Rendi Renda lance son propre label

Créé en 2021 par Nicolas Boucaud et Grégoire Mahé, Rendi Renda connecte les entreprises et les dirigeants entre eux. « On crée des mises en relation les plus qualitatives possibles, explique Nicolas Boucaud. Cela va de la simple demande de carte de visite à des deals de plusieurs centaines de milliers d’euros. En fin de compte, on revient à la base de ce qu’est le commerce : transformer les besoins des uns en opportunités business pour les autres, le tout entre gens de confiance, en proximité.

Rendi Renda, Grégoire Mahé, Nicolas Boucaud

Grégoire Mahé et Nicolas Boucaud, les fondateurs de Rendi Renda ©Rendi Renda

La start-up, qui a généré plus de 500 mises en relation sur les huit derniers mois, vient de lancer son label interne. « Baptisé Entreprise impliquée, il vient synthétiser tout ce qu’on a mis en place depuis deux ans, assure le dirigeant. C’est une forme de reconnaissance pour nos 150 membres et un outil de communication supplémentaire pour eux. Il symbolise le fait de rejoindre une communauté porteuse de sens et sensible à l’idée de travailler ensemble. »

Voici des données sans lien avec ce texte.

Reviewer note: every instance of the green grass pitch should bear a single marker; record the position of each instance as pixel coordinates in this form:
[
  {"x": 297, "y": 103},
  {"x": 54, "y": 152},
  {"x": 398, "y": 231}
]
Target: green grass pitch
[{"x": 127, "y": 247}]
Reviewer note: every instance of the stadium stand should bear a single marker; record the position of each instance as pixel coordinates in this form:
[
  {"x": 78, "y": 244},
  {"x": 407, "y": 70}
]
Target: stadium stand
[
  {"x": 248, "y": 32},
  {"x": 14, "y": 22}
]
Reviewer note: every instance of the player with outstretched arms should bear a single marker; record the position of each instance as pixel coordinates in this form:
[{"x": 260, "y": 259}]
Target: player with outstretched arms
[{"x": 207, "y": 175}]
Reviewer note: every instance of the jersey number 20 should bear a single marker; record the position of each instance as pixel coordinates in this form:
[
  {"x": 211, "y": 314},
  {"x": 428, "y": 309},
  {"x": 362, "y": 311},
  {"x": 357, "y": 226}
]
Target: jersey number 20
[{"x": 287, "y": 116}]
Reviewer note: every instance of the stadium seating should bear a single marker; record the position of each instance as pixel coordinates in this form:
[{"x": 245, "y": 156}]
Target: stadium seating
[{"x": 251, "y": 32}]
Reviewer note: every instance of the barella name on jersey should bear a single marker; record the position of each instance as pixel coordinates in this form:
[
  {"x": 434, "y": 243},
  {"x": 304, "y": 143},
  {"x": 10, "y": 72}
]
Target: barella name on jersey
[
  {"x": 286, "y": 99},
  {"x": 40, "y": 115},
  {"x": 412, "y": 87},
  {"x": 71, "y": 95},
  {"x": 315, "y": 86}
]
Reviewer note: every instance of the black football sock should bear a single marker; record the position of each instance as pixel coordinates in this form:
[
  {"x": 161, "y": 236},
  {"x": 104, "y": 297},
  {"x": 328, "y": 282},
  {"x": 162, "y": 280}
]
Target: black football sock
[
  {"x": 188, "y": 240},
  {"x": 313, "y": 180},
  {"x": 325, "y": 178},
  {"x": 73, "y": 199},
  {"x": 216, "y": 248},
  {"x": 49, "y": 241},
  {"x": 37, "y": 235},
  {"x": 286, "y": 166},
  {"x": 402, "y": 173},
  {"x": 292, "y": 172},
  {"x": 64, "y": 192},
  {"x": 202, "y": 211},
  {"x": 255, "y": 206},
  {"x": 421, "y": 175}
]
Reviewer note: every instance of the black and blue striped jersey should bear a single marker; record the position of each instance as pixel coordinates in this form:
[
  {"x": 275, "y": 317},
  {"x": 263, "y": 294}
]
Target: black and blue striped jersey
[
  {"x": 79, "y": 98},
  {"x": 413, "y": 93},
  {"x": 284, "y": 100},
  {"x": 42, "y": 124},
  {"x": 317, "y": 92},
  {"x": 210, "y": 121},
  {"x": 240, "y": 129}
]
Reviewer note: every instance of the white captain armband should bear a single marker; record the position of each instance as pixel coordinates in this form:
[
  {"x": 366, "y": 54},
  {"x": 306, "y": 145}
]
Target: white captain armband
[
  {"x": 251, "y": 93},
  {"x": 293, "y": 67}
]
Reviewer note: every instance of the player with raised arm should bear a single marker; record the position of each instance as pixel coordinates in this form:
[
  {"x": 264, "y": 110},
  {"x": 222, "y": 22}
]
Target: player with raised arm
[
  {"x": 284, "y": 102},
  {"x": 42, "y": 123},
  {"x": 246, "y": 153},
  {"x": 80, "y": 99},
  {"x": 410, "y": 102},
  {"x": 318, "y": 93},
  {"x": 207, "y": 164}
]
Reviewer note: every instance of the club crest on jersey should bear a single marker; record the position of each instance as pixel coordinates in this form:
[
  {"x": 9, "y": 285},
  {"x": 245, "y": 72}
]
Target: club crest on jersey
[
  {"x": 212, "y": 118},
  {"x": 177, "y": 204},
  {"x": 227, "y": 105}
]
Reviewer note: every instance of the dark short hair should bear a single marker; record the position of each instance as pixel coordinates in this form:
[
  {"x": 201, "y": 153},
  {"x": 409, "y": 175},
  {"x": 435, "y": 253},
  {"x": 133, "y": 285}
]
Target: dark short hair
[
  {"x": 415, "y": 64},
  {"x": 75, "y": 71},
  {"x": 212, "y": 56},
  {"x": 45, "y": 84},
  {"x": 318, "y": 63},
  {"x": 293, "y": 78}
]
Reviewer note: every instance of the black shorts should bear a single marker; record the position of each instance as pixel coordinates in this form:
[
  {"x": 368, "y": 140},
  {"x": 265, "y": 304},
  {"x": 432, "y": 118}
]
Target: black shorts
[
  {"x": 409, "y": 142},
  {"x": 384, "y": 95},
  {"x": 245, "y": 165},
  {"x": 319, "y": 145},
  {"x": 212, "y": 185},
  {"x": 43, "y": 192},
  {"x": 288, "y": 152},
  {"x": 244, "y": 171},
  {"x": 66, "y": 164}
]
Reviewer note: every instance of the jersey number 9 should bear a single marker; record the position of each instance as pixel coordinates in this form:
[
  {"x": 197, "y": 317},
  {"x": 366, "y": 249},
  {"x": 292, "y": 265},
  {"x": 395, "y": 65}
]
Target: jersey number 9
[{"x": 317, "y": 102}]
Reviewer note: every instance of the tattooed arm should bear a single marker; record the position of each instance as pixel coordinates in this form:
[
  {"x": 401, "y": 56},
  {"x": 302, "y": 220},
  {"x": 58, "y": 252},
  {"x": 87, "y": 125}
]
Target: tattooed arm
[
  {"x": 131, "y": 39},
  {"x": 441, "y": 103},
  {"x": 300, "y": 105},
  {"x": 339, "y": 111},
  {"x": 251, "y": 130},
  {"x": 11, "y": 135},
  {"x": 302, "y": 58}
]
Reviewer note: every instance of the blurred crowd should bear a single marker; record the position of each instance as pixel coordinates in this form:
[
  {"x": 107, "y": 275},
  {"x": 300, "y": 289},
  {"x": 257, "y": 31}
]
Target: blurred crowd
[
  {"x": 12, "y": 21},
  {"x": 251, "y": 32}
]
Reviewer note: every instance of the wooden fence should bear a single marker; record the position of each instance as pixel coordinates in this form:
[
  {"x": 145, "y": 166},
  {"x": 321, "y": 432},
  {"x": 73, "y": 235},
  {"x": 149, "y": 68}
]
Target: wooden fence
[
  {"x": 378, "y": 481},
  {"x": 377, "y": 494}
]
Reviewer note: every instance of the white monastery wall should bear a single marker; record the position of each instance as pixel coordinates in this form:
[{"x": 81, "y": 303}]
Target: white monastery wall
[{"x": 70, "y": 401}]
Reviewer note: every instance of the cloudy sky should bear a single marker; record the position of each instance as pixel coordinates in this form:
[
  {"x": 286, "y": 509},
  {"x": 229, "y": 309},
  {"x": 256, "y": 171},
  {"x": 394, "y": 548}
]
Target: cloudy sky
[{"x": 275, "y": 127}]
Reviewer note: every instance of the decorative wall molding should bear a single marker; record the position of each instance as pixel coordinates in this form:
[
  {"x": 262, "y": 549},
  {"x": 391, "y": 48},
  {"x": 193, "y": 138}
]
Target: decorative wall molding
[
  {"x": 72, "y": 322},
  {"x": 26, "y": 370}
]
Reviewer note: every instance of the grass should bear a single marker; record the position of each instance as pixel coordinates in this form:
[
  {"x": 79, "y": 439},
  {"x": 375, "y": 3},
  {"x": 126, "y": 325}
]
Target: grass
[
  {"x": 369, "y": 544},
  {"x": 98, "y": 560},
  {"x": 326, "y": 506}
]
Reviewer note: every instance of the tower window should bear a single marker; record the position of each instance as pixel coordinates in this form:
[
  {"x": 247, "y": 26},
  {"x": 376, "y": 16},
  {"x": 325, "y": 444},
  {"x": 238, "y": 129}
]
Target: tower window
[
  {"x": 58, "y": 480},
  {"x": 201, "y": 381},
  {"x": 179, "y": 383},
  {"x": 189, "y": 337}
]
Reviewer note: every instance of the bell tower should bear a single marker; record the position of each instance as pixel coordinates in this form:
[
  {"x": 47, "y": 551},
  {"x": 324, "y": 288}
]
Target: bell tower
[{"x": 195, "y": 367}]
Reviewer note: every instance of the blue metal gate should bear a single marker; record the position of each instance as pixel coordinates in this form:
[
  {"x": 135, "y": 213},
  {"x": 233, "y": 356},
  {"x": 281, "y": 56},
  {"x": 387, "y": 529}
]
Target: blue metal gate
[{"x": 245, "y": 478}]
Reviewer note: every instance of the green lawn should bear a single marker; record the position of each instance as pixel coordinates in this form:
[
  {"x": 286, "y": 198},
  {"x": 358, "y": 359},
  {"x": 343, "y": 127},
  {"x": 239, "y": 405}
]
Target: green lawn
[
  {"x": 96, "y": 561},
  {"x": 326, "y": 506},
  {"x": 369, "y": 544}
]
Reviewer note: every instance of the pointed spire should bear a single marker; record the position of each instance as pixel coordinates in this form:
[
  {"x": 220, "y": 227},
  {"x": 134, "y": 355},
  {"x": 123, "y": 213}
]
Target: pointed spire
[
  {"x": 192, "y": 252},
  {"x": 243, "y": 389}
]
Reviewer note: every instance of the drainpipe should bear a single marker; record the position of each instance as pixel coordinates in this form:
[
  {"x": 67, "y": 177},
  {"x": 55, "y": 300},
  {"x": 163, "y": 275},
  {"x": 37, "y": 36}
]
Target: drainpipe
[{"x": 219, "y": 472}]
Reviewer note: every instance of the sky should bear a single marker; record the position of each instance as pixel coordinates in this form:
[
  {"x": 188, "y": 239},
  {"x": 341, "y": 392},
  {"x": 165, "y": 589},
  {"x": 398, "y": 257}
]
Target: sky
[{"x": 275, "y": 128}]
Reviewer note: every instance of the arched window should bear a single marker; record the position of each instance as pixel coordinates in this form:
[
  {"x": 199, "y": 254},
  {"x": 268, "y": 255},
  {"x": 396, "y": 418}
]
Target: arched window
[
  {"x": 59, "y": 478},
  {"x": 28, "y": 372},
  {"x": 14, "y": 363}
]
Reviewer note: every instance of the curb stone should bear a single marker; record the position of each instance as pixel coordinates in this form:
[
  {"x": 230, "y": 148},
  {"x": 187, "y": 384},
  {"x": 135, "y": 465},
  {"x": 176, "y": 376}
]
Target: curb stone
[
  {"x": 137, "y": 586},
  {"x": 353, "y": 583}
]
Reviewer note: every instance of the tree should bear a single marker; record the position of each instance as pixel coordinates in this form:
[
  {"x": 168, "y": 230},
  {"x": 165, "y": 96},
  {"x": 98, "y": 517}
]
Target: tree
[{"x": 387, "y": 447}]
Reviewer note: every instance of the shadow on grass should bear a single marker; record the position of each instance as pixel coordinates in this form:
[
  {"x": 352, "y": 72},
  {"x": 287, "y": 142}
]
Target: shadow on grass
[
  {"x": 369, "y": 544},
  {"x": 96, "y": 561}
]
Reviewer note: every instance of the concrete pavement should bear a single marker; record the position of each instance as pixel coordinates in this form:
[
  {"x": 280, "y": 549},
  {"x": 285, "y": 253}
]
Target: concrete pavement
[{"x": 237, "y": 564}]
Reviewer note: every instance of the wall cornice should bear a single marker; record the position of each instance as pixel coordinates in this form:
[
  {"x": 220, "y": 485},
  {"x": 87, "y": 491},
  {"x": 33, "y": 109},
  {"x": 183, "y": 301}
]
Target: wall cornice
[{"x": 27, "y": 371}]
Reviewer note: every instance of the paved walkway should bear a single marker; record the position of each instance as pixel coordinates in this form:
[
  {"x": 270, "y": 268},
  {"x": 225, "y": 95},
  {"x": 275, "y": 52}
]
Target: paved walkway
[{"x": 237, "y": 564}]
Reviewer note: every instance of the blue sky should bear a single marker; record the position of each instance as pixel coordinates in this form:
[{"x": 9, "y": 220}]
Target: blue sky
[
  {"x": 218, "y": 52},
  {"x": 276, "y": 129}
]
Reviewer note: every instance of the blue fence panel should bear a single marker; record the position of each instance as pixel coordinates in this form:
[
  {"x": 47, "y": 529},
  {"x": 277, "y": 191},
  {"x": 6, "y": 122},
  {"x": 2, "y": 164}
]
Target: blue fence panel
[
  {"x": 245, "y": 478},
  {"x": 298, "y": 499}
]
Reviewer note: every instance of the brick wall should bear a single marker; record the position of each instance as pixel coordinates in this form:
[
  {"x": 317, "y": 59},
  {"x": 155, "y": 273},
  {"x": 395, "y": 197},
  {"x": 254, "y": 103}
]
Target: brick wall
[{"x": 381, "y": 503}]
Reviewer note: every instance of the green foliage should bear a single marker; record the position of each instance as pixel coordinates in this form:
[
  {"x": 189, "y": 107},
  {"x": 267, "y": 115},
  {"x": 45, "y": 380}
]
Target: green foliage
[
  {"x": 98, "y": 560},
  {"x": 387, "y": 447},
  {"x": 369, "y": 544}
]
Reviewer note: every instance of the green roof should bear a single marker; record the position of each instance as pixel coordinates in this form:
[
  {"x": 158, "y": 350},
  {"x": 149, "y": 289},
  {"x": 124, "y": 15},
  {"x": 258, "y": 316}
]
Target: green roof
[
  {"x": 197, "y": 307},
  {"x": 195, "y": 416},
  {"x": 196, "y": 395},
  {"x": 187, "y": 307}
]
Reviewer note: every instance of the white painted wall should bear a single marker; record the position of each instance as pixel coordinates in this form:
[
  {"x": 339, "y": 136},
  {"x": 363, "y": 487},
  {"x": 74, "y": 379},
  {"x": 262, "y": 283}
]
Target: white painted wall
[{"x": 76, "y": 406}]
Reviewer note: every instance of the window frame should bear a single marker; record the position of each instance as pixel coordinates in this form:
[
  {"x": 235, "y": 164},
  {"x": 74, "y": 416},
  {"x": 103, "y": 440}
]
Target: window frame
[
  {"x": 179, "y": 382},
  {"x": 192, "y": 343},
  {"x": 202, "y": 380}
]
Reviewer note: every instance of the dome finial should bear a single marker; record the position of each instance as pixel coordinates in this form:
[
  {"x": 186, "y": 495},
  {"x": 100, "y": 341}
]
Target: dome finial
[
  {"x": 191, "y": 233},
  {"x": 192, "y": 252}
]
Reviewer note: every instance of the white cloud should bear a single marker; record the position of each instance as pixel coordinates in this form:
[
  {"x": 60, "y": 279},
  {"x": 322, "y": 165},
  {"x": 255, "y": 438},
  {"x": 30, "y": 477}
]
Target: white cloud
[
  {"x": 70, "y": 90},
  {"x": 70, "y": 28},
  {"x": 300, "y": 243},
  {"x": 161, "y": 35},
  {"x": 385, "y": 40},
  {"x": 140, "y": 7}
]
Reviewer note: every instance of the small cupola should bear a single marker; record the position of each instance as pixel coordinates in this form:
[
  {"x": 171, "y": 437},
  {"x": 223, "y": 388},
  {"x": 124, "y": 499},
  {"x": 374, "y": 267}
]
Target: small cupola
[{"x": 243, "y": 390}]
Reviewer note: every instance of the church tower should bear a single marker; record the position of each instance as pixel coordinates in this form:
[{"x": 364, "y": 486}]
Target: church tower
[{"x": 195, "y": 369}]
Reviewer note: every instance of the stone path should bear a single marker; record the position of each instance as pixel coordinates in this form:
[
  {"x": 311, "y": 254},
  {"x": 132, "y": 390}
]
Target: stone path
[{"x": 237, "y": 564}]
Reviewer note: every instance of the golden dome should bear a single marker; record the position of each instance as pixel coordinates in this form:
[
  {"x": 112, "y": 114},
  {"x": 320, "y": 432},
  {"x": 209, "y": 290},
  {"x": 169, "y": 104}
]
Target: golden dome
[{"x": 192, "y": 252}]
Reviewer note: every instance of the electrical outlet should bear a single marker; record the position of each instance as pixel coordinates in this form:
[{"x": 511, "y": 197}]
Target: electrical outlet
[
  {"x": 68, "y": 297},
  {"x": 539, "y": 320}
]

Le label entreprise impliquée

Ce signe de qualité non officiel s’obtient à la suite d’une sélection rigoureuse. « On applique un principe de concurrence saine. À chaque fois qu’on veut rentrer un nouveau secteur d’activité sur la plateforme, on effectue d’abord un ciblage sur une vingtaine d’entreprises puis on en rencontre cinq ou six avant d’en intégrer environ deux sur le même secteur. Notre approche est véritablement personnalisée, basée sur l’audit. On apprend à connaître l’entreprise pour mettre en avant son activité le mieux possible et comprendre ses besoins, problématiques, envies de développement. » Une sorte de filtre naturel qui vient donner de la valeur au label.

À ce jour, Rendi Renda couvre quatre départements (Vendée, Loire-Atlantique, Maine-et-Loire et Charente Maritime). Elle vise l’ensemble du grand Ouest cette année avant de se déployer au national. 100 % indépendante, la start-up de quatre collaborateurs n’exclut pas l’idée d’une levée de fonds pour accélérer le recrutement nécessaire à ses ambitions.